President Obama says government will have to build the nation out of the economic trough.
“We’re the country that built the intercontinental railroad,” Obama says. “So how can we now sit back and let China build the best railroads?”
I guess Obama doesn’t know that the transcontinental railroad was a Solyndra-like Big Government scandal. The railroad didn’t make economic sense at the time, so the government subsidized construction and gave the companies huge quantities of the best land on the continent. As we should expect, without market discipline—profit and loss—contractors ripped off the taxpayers. After all, if you get paid by the amount of track you lay, you’ll lay more track than necessary.
Crédit Mobilier, the first rail construction company, made enormous profits by overcharging for its work. To keep the subsidies flowing it made big contributions to congressmen.
Where have we heard that recently?
The transcontinental railroad lost tons of money. The government never covered its costs, and most rail lines that used the tracks went bankrupt or continued to be subsidized by taxpayers. The Union Pacific and Northern Pacific—all those rail lines we learned about in history class—milked the taxpayer and then went broke.
One line worked. The Great Northern never went bankrupt. It was the railroad that got no subsidies.
We need infrastructure, but the beauty of leaving most of these things to the private sector—without subsidies, bailouts, and other privileges—is that they would have to be justified by the profit-and-loss test. In a truly free market, when private companies make bad choices, investors lose their own money. This tends to make them careful.
By contrast when government loses money, it just spends more and raises your taxes, or borrows more, or inflates. Building giant government projects is no way to create jobs. When government spends on infrastructure, it takes money away from projects that consumers might think are more important. When government isn’t killing jobs by sucking money out of the private sector, it kills jobs by smothering the private sector with regulation. I talked to Peter Schiff about all this. Schiff is a good authority because he was one of the few people to warn of the housing bust. Now he’s had a run-in with the federal government over job creation.
Schiff, who operates a brokerage firm with 150 employees, recently complained to Congress that “regulations are running up the cost of doing business, and a lot of companies never even get started because they can’t overcome that regulatory hurdle.”
Schiff claims he would have hired a thousand more people but for regulations.
“I had a huge plan to expand. I wanted to open up a lot of offices. I had some capital to do it. I had investors lined up. My business was doing really well.

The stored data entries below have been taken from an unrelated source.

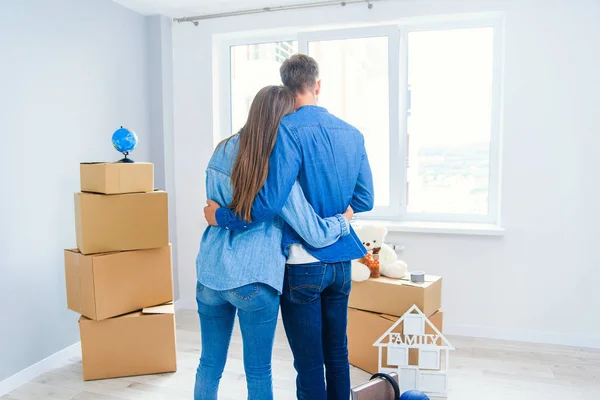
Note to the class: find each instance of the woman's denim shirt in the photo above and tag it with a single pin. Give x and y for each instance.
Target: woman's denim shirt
(232, 258)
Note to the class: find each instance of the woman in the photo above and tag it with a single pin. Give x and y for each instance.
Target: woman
(243, 271)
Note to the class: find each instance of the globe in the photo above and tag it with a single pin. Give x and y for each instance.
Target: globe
(124, 140)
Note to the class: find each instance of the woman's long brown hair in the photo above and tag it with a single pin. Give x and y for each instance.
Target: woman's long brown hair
(256, 142)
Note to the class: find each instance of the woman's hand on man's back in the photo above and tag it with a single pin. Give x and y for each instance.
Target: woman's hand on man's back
(349, 214)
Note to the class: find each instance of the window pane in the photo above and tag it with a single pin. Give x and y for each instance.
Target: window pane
(449, 122)
(253, 67)
(354, 87)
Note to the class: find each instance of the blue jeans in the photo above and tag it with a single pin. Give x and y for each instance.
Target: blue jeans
(314, 307)
(257, 306)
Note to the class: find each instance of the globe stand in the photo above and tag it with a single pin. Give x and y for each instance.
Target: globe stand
(125, 159)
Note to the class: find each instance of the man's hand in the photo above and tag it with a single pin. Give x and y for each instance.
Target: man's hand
(210, 211)
(349, 214)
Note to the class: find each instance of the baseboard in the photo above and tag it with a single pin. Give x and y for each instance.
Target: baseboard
(186, 304)
(523, 336)
(47, 364)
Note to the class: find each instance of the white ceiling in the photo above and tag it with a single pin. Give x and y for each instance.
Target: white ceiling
(178, 8)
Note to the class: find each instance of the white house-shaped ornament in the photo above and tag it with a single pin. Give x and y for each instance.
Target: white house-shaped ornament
(431, 374)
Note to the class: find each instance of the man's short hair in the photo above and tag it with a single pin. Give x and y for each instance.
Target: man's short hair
(299, 73)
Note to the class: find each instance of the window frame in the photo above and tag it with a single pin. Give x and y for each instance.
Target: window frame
(397, 35)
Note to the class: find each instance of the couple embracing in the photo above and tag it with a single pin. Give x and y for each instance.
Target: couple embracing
(283, 191)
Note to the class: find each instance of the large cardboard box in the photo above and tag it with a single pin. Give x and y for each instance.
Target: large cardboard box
(102, 286)
(139, 343)
(119, 222)
(117, 178)
(396, 296)
(364, 328)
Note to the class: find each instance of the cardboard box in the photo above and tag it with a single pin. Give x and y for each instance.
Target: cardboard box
(364, 328)
(134, 344)
(116, 178)
(121, 222)
(396, 296)
(105, 285)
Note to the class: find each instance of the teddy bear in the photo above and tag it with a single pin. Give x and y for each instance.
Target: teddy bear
(381, 259)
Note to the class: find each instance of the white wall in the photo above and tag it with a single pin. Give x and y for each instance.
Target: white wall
(539, 281)
(71, 72)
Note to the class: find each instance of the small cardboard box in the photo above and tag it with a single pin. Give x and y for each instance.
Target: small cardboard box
(396, 296)
(105, 285)
(116, 178)
(364, 328)
(121, 222)
(139, 343)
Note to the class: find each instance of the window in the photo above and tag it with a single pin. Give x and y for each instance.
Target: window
(253, 67)
(449, 121)
(426, 98)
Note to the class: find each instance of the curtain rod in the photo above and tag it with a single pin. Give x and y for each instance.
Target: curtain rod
(194, 20)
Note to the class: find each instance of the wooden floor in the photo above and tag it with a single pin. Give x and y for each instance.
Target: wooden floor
(480, 369)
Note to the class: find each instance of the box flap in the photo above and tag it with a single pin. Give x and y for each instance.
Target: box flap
(429, 279)
(168, 308)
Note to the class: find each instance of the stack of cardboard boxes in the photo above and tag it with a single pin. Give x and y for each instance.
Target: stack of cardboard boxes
(376, 304)
(120, 276)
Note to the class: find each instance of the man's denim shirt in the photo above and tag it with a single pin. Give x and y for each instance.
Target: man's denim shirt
(328, 157)
(232, 258)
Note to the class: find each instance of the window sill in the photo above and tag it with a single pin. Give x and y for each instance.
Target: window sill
(447, 228)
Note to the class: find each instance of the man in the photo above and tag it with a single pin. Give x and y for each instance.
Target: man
(327, 156)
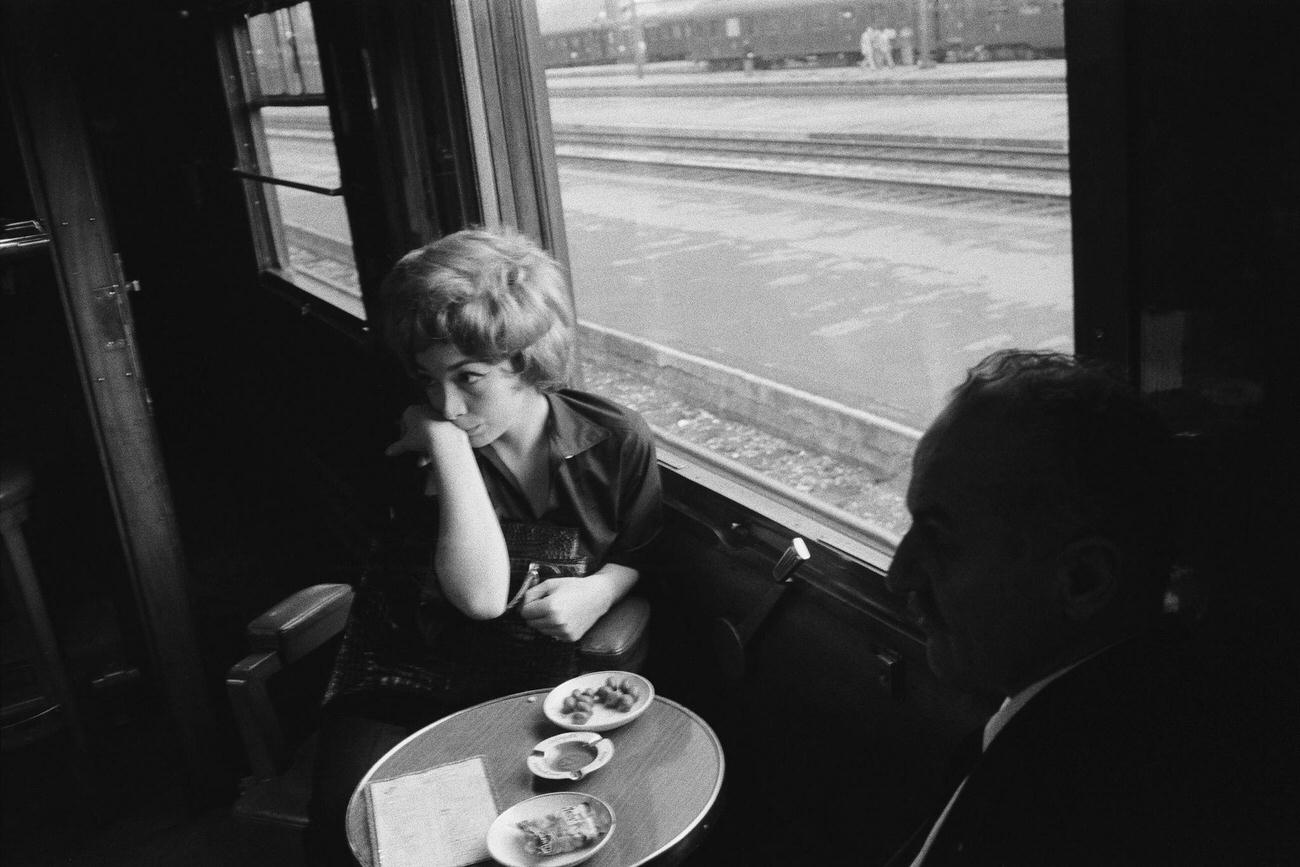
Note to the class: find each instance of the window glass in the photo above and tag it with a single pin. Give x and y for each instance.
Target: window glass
(291, 148)
(788, 284)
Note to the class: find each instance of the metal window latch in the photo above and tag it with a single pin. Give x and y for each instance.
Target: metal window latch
(793, 556)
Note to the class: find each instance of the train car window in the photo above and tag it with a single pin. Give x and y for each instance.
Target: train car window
(287, 155)
(787, 261)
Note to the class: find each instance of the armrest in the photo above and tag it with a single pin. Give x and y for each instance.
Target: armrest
(618, 640)
(302, 623)
(282, 634)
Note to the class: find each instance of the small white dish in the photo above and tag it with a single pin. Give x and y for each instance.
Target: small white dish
(602, 719)
(506, 840)
(570, 755)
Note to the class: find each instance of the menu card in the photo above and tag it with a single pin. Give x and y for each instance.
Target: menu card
(436, 818)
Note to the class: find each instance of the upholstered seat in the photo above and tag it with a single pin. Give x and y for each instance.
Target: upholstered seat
(278, 787)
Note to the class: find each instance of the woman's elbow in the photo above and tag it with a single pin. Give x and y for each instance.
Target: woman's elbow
(482, 608)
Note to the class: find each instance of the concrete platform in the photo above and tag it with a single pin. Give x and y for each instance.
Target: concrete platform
(1013, 116)
(987, 117)
(687, 72)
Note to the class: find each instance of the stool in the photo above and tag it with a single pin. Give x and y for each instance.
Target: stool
(16, 486)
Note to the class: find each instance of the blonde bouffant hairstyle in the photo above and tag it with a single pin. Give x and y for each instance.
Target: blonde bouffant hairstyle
(494, 294)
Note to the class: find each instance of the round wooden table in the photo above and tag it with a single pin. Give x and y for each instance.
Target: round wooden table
(663, 781)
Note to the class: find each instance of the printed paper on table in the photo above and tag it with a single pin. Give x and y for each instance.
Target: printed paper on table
(436, 818)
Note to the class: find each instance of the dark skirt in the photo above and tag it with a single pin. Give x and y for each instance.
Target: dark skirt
(403, 640)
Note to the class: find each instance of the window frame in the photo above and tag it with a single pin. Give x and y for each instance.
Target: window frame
(503, 152)
(844, 567)
(243, 99)
(401, 130)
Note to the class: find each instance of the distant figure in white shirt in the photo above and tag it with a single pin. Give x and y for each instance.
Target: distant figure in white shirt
(869, 47)
(884, 46)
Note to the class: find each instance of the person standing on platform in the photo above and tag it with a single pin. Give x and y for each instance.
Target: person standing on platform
(869, 48)
(884, 43)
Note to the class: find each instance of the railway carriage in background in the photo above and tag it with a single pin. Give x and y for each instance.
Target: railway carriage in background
(200, 200)
(722, 34)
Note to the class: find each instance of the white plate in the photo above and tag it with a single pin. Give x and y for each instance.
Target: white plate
(506, 841)
(546, 757)
(602, 718)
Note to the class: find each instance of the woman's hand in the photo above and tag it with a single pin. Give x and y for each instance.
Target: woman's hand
(564, 608)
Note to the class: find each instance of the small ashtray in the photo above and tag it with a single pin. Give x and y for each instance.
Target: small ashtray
(570, 755)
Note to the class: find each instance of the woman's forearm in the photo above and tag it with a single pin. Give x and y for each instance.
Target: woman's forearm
(471, 560)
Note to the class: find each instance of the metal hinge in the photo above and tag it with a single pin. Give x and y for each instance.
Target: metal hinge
(113, 313)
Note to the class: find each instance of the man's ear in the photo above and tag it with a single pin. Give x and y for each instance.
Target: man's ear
(1088, 577)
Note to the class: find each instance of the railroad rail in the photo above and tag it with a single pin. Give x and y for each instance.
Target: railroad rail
(849, 86)
(1027, 168)
(991, 167)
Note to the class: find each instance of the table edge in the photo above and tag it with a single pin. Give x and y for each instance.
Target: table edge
(697, 718)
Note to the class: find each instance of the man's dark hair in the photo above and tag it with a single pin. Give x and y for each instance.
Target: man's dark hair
(1108, 456)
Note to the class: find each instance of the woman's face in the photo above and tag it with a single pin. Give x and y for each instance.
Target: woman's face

But unfortunately, because of the regulations in the securities industry, I was not able to hire.”
People don’t appreciate the number of regulations entrepreneurs face. Schiff pays ten people just to try to figure out if his company is obeying the rules.
“Even my brokers . . . find out that maybe 20 percent, 30 percent of their day is involved in compliance-related activity, activity that is inhibiting their productivity. . . . All around the country, people are complying with regulations instead of producing, instead of investing and growing the economy. They’re trying to survive the regulations,” he said.
This is no way to create jobs or wealth. Keynesian pundits and politicians can’t understand why businesses sit on cash rather than invest and hire unemployed workers. It’s really no mystery. Government is in the way.